Let’s break it down. This pitch is very specific:
“someone with $75,000 in your IRA looking to earn 15% APR over the next 6 months. You can earn 15% APR on a sustained basis if you choose.“ – You are giving them a choice on how they can earn their 15%.
“You won’t need to keep reworking your IRA money anymore.” – You are presuming that there is a problem.
“All of our deals are validated by third party appraisals and third party rehab costs.” – You don’t go into detail but you assure them that there is nothing to worry about. You have the bases covered.
“The projects are run by a very experienced rehabber” – You are selling people the experience or your team. People feel secure with experience.

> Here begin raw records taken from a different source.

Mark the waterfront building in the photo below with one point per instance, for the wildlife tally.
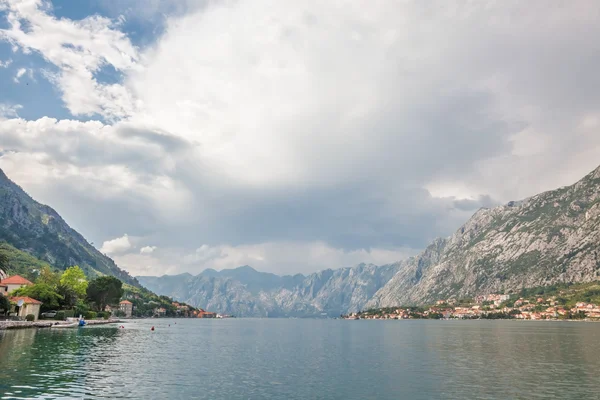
(30, 306)
(126, 307)
(13, 283)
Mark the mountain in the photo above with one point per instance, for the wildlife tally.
(246, 292)
(38, 230)
(553, 237)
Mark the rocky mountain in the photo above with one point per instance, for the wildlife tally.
(548, 238)
(38, 230)
(246, 292)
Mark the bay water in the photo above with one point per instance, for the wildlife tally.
(303, 359)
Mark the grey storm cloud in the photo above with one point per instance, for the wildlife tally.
(358, 127)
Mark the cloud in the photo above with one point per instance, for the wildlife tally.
(276, 257)
(9, 110)
(252, 126)
(19, 74)
(148, 249)
(79, 50)
(117, 245)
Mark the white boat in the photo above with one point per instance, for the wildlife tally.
(73, 325)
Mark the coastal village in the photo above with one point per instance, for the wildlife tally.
(491, 306)
(25, 308)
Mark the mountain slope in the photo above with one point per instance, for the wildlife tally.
(549, 238)
(246, 292)
(38, 230)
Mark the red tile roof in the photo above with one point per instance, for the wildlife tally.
(16, 280)
(26, 300)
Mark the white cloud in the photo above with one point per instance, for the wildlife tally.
(117, 245)
(9, 110)
(79, 49)
(19, 74)
(148, 249)
(318, 128)
(276, 257)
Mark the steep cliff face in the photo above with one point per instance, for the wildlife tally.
(246, 292)
(38, 230)
(551, 237)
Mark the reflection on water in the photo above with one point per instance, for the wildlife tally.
(305, 359)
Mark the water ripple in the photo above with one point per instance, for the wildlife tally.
(304, 359)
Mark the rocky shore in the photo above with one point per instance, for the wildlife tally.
(48, 324)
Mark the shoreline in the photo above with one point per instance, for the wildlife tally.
(6, 325)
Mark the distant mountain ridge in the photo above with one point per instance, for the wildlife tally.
(545, 239)
(39, 230)
(548, 238)
(246, 292)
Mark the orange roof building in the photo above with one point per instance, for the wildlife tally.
(29, 306)
(13, 283)
(16, 280)
(26, 300)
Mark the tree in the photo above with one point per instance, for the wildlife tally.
(42, 292)
(4, 304)
(69, 296)
(48, 277)
(74, 279)
(105, 290)
(4, 260)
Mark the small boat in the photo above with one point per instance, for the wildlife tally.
(72, 325)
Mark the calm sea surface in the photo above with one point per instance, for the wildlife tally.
(304, 359)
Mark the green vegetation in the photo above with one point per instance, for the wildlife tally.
(42, 292)
(17, 262)
(71, 293)
(4, 304)
(104, 291)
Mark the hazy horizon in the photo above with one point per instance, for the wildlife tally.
(291, 136)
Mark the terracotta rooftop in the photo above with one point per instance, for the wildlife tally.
(16, 280)
(26, 300)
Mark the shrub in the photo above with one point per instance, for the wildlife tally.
(90, 315)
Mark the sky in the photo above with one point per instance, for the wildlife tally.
(180, 135)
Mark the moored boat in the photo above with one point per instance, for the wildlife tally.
(71, 325)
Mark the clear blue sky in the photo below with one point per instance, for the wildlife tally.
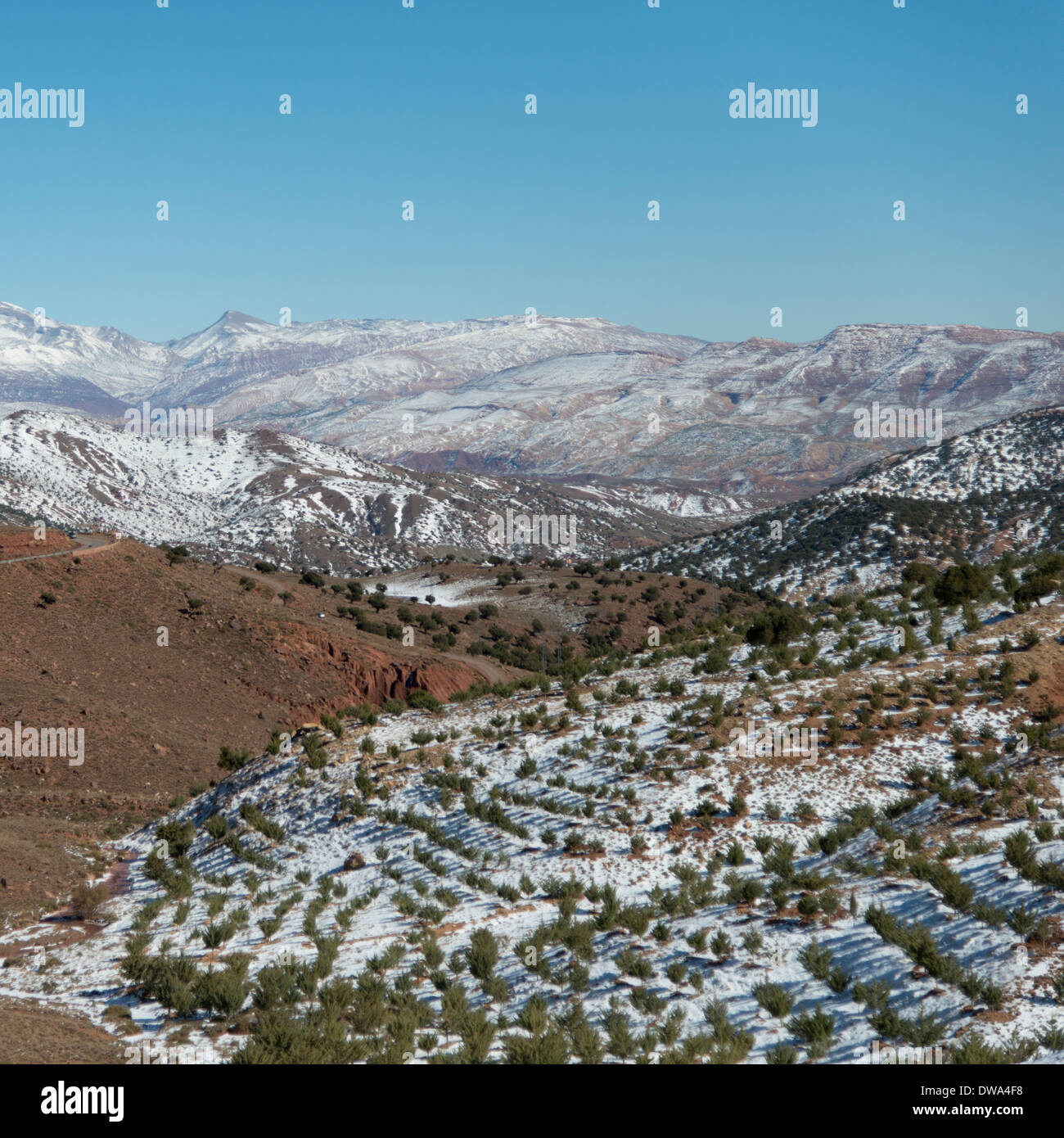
(548, 210)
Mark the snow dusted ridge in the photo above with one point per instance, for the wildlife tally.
(245, 495)
(557, 399)
(655, 893)
(997, 487)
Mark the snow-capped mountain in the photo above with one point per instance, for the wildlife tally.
(556, 397)
(999, 487)
(251, 494)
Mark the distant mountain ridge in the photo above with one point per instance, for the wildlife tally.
(242, 495)
(553, 397)
(976, 496)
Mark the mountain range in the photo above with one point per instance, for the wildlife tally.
(551, 397)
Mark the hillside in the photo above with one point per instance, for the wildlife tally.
(560, 397)
(592, 872)
(983, 493)
(242, 495)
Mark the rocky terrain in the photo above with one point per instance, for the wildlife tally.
(557, 397)
(585, 867)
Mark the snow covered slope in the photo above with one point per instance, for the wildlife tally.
(244, 495)
(974, 496)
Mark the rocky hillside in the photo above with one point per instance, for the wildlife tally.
(996, 489)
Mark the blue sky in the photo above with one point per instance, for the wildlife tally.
(547, 210)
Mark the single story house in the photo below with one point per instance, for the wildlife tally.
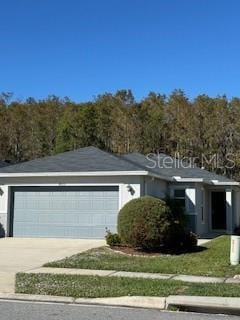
(78, 194)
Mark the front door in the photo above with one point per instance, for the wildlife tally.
(219, 210)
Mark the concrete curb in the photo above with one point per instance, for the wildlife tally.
(142, 275)
(228, 305)
(126, 301)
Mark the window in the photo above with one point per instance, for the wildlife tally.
(179, 196)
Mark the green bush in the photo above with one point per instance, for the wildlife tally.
(145, 223)
(149, 223)
(112, 239)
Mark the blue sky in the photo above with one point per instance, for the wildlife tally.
(79, 48)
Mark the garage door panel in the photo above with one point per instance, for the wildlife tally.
(65, 212)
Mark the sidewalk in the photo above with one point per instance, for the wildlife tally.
(114, 273)
(225, 305)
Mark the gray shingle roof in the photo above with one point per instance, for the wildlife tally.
(91, 159)
(173, 167)
(85, 159)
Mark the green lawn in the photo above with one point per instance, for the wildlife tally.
(213, 261)
(92, 286)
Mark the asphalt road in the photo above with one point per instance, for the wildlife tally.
(45, 311)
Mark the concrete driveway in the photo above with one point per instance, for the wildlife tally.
(21, 254)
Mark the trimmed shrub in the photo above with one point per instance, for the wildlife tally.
(145, 223)
(112, 239)
(149, 223)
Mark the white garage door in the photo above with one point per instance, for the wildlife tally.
(65, 212)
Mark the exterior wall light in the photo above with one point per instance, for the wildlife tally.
(130, 189)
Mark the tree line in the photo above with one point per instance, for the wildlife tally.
(118, 123)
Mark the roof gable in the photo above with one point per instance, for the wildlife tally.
(170, 167)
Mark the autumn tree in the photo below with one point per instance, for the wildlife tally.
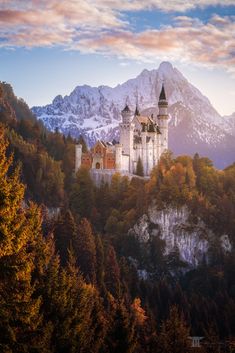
(174, 336)
(21, 327)
(85, 250)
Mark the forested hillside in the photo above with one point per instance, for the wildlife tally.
(70, 278)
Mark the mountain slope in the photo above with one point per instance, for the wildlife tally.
(195, 126)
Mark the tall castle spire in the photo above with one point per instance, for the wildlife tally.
(163, 118)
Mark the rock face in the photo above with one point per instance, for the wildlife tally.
(192, 239)
(195, 126)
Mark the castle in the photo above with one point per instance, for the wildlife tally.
(141, 137)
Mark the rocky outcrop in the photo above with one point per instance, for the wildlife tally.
(176, 228)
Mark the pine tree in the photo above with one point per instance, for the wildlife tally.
(82, 194)
(112, 273)
(122, 336)
(64, 232)
(85, 250)
(20, 318)
(174, 336)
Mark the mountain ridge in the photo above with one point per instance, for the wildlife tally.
(94, 112)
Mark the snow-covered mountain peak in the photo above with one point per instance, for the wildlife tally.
(95, 112)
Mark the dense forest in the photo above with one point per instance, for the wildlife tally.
(69, 279)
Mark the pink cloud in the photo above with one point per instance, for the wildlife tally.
(98, 27)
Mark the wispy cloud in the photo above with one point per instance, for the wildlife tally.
(99, 26)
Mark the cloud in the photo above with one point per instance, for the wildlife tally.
(99, 26)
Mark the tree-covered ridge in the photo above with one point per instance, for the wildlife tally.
(69, 278)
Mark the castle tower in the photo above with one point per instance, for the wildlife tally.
(127, 135)
(118, 156)
(163, 119)
(78, 157)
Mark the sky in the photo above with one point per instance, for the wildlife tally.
(48, 47)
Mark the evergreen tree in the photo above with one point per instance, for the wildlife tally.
(82, 194)
(139, 168)
(122, 336)
(20, 318)
(112, 273)
(174, 336)
(85, 250)
(65, 233)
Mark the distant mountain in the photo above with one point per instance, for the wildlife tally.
(195, 126)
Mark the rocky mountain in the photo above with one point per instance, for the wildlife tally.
(194, 126)
(191, 240)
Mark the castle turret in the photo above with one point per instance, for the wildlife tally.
(118, 156)
(163, 119)
(78, 157)
(126, 115)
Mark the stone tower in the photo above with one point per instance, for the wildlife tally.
(78, 157)
(163, 119)
(127, 134)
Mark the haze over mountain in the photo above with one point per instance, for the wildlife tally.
(194, 125)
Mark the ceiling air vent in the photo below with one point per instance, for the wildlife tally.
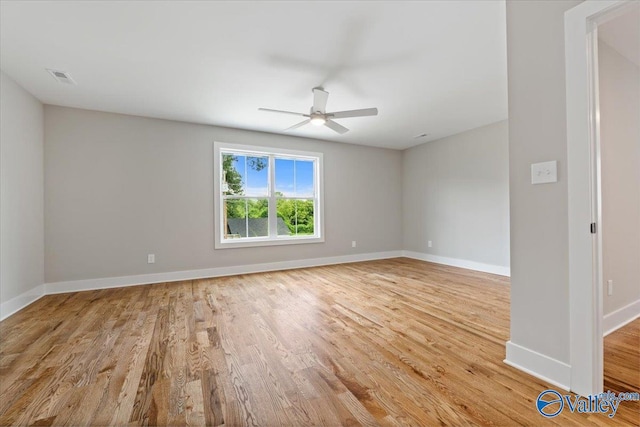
(61, 76)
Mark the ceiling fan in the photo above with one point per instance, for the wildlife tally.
(318, 115)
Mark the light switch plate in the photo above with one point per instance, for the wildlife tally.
(544, 173)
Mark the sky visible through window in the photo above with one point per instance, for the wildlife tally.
(294, 178)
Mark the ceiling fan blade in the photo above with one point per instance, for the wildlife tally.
(296, 126)
(319, 100)
(282, 111)
(354, 113)
(336, 127)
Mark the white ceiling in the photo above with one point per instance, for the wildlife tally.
(623, 33)
(436, 67)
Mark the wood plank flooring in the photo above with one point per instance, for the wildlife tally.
(393, 342)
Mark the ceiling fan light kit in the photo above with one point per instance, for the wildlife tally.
(318, 115)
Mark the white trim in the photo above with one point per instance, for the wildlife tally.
(622, 316)
(174, 276)
(538, 365)
(271, 240)
(585, 287)
(16, 304)
(462, 263)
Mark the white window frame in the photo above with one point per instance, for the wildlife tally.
(273, 239)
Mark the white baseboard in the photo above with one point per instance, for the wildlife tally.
(621, 317)
(540, 366)
(174, 276)
(16, 304)
(462, 263)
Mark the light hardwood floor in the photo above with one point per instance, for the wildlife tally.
(393, 342)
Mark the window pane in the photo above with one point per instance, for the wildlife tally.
(295, 178)
(257, 176)
(235, 214)
(295, 217)
(304, 178)
(233, 174)
(246, 218)
(285, 177)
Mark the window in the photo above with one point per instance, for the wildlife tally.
(266, 196)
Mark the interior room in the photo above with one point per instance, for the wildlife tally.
(317, 213)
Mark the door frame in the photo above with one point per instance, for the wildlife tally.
(584, 191)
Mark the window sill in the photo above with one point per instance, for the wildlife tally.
(257, 242)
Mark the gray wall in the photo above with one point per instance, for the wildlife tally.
(537, 132)
(456, 194)
(119, 187)
(620, 156)
(21, 191)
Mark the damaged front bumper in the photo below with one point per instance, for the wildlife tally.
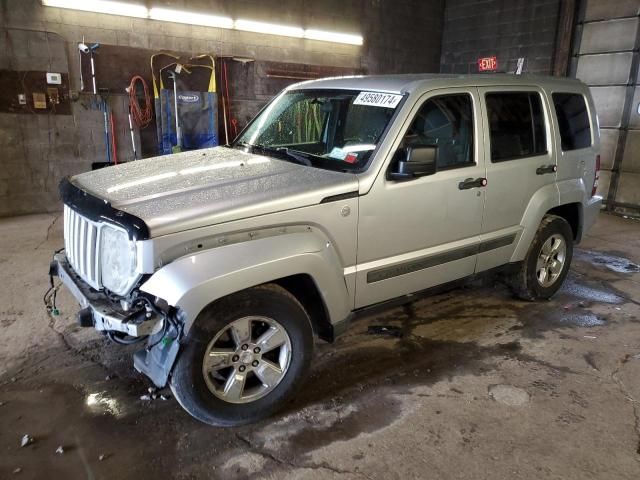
(98, 311)
(157, 359)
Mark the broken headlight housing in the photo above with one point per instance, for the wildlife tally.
(117, 260)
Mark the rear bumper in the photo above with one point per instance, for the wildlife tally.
(590, 213)
(102, 312)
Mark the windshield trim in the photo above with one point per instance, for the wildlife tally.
(320, 162)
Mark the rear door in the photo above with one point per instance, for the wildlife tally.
(576, 157)
(521, 166)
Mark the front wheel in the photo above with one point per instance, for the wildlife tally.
(244, 356)
(547, 262)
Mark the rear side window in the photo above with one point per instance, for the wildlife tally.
(516, 125)
(573, 121)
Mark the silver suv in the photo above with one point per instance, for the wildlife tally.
(342, 193)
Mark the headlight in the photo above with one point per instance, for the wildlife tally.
(117, 260)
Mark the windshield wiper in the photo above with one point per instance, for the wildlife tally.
(279, 151)
(300, 158)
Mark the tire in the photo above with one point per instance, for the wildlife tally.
(526, 283)
(209, 392)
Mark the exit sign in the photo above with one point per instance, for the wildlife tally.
(488, 64)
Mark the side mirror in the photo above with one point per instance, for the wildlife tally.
(416, 161)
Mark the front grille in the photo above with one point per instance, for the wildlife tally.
(81, 237)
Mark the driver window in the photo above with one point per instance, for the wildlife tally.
(446, 122)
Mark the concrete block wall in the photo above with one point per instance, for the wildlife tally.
(508, 29)
(38, 150)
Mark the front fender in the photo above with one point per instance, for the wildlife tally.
(194, 281)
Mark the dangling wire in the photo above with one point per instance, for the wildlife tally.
(142, 116)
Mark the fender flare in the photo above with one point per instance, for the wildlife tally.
(192, 282)
(540, 203)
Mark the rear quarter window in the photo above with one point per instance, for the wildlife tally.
(573, 121)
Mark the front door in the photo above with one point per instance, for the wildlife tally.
(415, 234)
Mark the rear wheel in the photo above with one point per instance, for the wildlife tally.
(244, 356)
(547, 262)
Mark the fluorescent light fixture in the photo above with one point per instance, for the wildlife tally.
(101, 6)
(333, 37)
(269, 28)
(180, 16)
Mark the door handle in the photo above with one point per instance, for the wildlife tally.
(472, 183)
(544, 169)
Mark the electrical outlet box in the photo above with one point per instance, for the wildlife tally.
(54, 78)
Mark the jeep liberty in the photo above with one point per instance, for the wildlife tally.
(342, 193)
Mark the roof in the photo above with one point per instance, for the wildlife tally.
(410, 82)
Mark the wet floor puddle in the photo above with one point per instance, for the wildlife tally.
(614, 263)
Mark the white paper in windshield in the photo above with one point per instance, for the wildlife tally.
(376, 99)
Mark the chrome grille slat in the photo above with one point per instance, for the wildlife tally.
(81, 238)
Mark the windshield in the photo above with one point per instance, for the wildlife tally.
(333, 129)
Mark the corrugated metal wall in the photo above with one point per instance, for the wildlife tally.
(606, 58)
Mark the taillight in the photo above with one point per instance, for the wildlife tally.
(596, 177)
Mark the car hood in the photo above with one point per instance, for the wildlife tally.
(204, 187)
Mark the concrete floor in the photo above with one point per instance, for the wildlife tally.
(479, 386)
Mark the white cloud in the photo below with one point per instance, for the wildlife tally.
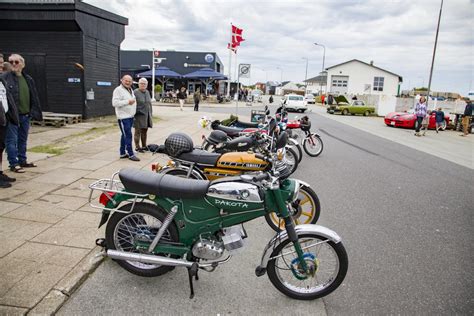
(397, 35)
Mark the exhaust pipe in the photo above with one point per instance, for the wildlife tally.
(164, 261)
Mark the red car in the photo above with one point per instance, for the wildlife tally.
(408, 119)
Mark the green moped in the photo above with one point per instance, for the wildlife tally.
(156, 222)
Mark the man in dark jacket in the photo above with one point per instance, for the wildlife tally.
(8, 115)
(26, 99)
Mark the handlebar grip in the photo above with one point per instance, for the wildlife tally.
(263, 176)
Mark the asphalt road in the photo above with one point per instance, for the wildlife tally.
(405, 218)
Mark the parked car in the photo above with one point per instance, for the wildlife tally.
(309, 98)
(408, 119)
(355, 107)
(294, 102)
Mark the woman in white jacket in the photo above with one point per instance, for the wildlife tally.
(124, 102)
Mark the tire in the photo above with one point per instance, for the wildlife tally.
(292, 159)
(307, 210)
(281, 270)
(144, 220)
(313, 145)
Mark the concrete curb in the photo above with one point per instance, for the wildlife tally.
(61, 292)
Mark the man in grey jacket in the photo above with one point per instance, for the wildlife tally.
(124, 102)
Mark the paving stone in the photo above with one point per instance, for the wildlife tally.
(80, 229)
(66, 202)
(12, 311)
(49, 254)
(89, 164)
(33, 287)
(6, 207)
(39, 211)
(61, 176)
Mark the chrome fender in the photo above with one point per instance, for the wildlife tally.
(300, 230)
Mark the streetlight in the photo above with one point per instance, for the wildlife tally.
(305, 75)
(281, 74)
(324, 57)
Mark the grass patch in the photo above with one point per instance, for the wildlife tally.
(48, 149)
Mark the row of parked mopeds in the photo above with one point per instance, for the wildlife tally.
(191, 212)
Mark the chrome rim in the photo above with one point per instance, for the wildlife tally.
(137, 227)
(326, 264)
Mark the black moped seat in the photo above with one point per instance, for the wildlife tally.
(162, 185)
(201, 157)
(231, 131)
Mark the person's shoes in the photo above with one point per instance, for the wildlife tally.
(5, 178)
(17, 169)
(27, 165)
(4, 184)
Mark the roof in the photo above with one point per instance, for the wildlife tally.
(400, 78)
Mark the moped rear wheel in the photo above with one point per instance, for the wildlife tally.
(124, 231)
(313, 145)
(307, 210)
(327, 263)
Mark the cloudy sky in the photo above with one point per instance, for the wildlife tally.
(398, 35)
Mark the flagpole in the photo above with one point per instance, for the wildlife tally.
(230, 59)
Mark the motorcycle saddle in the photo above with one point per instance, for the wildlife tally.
(231, 131)
(201, 157)
(162, 185)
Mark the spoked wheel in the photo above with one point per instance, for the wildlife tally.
(306, 208)
(326, 261)
(313, 145)
(125, 231)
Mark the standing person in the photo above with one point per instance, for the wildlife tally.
(466, 117)
(124, 102)
(144, 115)
(197, 98)
(420, 112)
(425, 122)
(182, 97)
(439, 115)
(8, 115)
(26, 101)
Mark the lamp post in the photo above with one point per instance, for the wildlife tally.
(305, 75)
(324, 57)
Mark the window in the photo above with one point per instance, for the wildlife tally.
(378, 83)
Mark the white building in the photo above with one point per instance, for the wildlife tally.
(357, 77)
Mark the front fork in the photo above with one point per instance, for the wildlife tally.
(284, 210)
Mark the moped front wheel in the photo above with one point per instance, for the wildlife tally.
(326, 263)
(125, 231)
(307, 210)
(313, 145)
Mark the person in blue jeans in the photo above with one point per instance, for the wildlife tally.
(26, 99)
(125, 104)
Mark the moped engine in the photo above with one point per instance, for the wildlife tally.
(208, 249)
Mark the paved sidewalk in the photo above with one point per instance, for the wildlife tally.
(47, 228)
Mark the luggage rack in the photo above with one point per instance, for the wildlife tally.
(109, 187)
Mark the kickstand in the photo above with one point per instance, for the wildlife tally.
(192, 271)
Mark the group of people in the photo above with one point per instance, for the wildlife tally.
(19, 103)
(423, 117)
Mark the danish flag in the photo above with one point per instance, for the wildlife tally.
(236, 38)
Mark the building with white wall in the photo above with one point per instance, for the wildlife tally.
(356, 77)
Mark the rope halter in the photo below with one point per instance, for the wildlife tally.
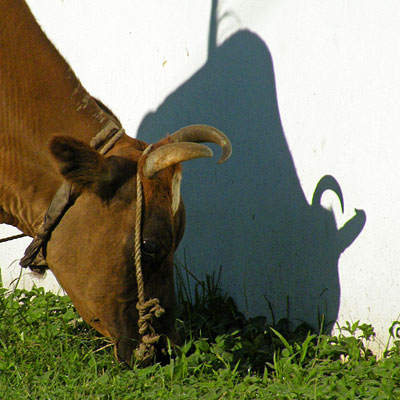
(145, 353)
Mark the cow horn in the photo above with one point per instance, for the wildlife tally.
(173, 153)
(204, 133)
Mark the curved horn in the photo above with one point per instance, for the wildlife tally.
(327, 182)
(204, 133)
(173, 153)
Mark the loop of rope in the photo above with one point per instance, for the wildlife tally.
(147, 309)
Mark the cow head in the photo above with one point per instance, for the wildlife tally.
(91, 251)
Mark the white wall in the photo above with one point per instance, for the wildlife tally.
(303, 89)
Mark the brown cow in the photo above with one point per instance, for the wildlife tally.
(47, 120)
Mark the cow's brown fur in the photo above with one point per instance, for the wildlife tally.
(91, 250)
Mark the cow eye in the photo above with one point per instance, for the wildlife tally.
(149, 247)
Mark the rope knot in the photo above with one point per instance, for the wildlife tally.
(147, 311)
(150, 308)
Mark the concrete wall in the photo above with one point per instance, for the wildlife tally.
(308, 93)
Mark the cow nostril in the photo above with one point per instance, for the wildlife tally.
(149, 247)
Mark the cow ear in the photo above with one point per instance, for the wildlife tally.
(86, 168)
(78, 162)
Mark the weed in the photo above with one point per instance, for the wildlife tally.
(48, 352)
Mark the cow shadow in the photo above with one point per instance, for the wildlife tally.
(250, 215)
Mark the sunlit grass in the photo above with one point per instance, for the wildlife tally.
(48, 352)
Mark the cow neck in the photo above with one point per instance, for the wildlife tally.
(39, 97)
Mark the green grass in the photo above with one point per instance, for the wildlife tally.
(48, 352)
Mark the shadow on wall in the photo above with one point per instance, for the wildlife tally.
(250, 214)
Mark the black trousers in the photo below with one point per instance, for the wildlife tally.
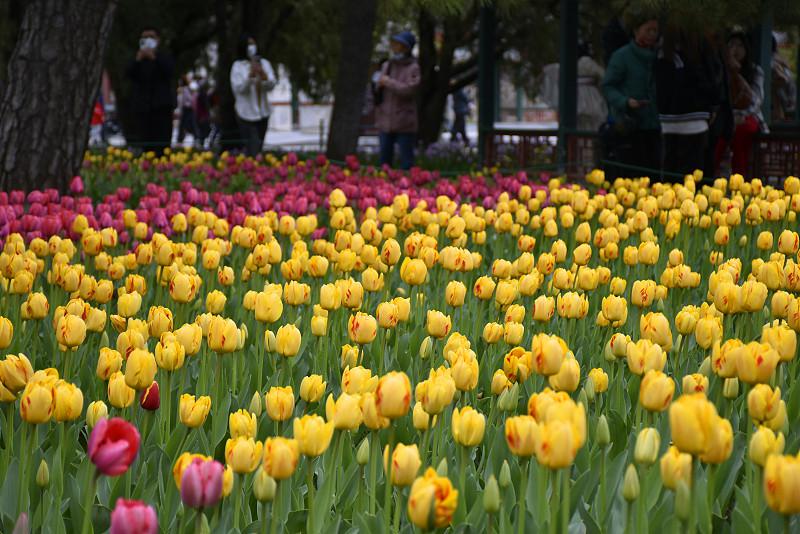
(153, 131)
(253, 133)
(634, 155)
(683, 154)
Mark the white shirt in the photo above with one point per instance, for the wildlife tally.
(251, 93)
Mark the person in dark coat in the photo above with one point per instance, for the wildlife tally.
(152, 94)
(630, 90)
(688, 92)
(460, 112)
(395, 88)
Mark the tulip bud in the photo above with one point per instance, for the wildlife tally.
(491, 496)
(683, 501)
(588, 390)
(583, 398)
(150, 399)
(255, 405)
(362, 454)
(263, 486)
(602, 434)
(730, 388)
(509, 399)
(441, 469)
(647, 444)
(43, 475)
(505, 475)
(426, 348)
(630, 485)
(94, 412)
(705, 367)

“who has done 8 house rehabs on budget in the last 24 months.” – this solidifies your statement of experience.
“I have a flyer with all of the benefits on the table. I will be in the back of the room. My name is Lance. Come see me during the break.” – You’re not waiting for a phone call; you are ready to talk right now.
Be sure that your elevator speech addresses at least some of the benefits of control, low risk and high return. If you get their attention, they will come talk to you and then you can highlight the features of your deal. The key is to grab their attention. Once you have accomplished that, you can go over the particulars of the deal.
There is a misconception out there that evaluating real estate deals is a time-consuming and arduous task. Nothing could be further from the truth! Analyzing apartment deals and making money on apartments is all about the numbers. More specifically, it’s all about the revenue and expense numbers. With that in mind, you can easily assess a deal in 10 minutes.
Apartment values are based on the numbers and the Net Operating Income (NOI). The more net operating income you can generate, the more money you will have to put in your pocket every month and again when you refinance or cash them out. However, you have a large degree of control over the revenue and the expenses of an apartment. You have the ability to estimate the value up front but you can also predict the value of your property even if you desire to make changes.
There are three simple questions to ask when evaluating a deal:
- What is the Cap Rate?
- What is the price per door?
- What is the unit mix?
Once you have the answers to those three questions, you will know whether you should move forward with the deal. Let’s examine each of those questions more closely.
What is the Cap Rate?
This is an abbreviation for the capitalization rate. This is the return on investment on a percentage basis if you paid all cash. The formula for CapRate is your NOI divided by the purchase price. For example, if you have a property that has a NOI of $100,000 per year and you paid $1,000,000 cash for the property, your Cap Rate is 10% because you are getting 10% return on your $1,000,000. The golden rule in evaluating deals is to look for properties that have a 10% or higher Cap Rate.
What is the price per door?
Price per door equals the price divided by the number of doors (or apartments). As a general rule, if it is less that $25,000 per door, then it is a candidate because it will most likely have a good Cap Rate and it will most likely have cash flow. Your general rule of thumb is that you go with less than $25,000 per door for an apartment building. This figure does not include any rehabilitation costs.
What is the unit mix?
The unit mix is the percentage of units that are one bedroom, two bedroom, and three bedrooms. A property that has more two bedrooms than one bedrooms will have higher rent or higher revenue per door. It is better to have a property with more two and three bedrooms than one-bedroom units because the rent per apartment will be higher on average. Generally speaking, two bedrooms are easier to rent.
The answers to these three questions reveal a lot of things. The Cap Rate tells you about the cash flow of a property. The price per door will tell you the class of property you are dealing with and the unit mix will tell you about marketability and revenue stream. These answers allow you to assess within 10 minutes whether a property is worth pursuing.